— Хватит, скотина! Хватит врать! Правду говори, правду!.. Глаза его налились кровью, бешено сверкали. В крике он обрызгал меня своей мерзкой, тягучей слюной… Сколько же, гады, вы будете надо мной измываться! Я понимал ярость следователя. Понимал и рвение гестаповских костоломов: они — враги, и я для них — враг. Стараются, как умеют, как их учили, чтобы с моей помощью рассекретить всю сеть. Но при чем тут этот чиновник-переводчик? Ему-то какое дело?.. И вид этого, ни с того, ни с сего взбесившегося недоноска, этой тупой никчемности, наймита, ублюдка, — именно он и взорвал меня, и я сорвался. Какими только словами не обзывал его, чтобы ранить побольней. Жаль: мало я знал французских бранных слов, и не любил, не привык ругаться, но тут стал изощряться, как мог. Перешел и на русский, — тут я был специалист. Стал добавлять самые смачные ругательства, какие знал и на других языках. Всю перенесенную и переносимую мной боль я перевоплощал в наслаждение выплескивать оскорбления… Наконец, в пылу ярости, я смачно плюнул в его склонившуюся надо мной харю… Ну и они в долгу не остались!..
— На отдых его! — было последним, что донеслось до меня сквозь туман…

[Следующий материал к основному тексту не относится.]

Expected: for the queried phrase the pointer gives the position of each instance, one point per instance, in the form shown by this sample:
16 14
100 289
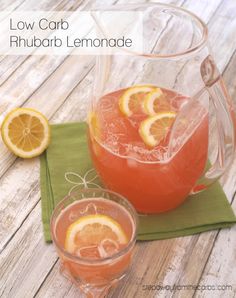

Очнулся я в камере от холода. Не в своей, а в этом морозильнике на авеню Фош, а может, на рю де Соссэ — до сих пор я толком еще не знал где. Все мое истерзанное тело ныло, щемило, кусало, пекло… Не помогал и этот холодный наркоз — ледяной пол. Как в тумане, представлялся весь путь, который я проделал до этой преисподней… Сейчас голова была светлой, хоть в ней и гудело. Я напряг свой мозг… Нет, они ничего не смогли мне предъявить — ни о моем прошлом, ни о моей причастности к группе «Бретань»… Не узнали, что я был Соколовым, Поповичем… Но что я не Качурин — знали. И их интересовал вопрос, кто же я на самом деле? Тут в голове завертелось, охватила слабость, я стал впадать в странный покой. Ни боли, ни холода — полное безразличие. Последним вопросом было: сколько суток я уже в морозильнике? Стало казаться, что изувеченное тело оставляло меня. Не я его, а оно меня. Наступило тихое, безмятежное забытье…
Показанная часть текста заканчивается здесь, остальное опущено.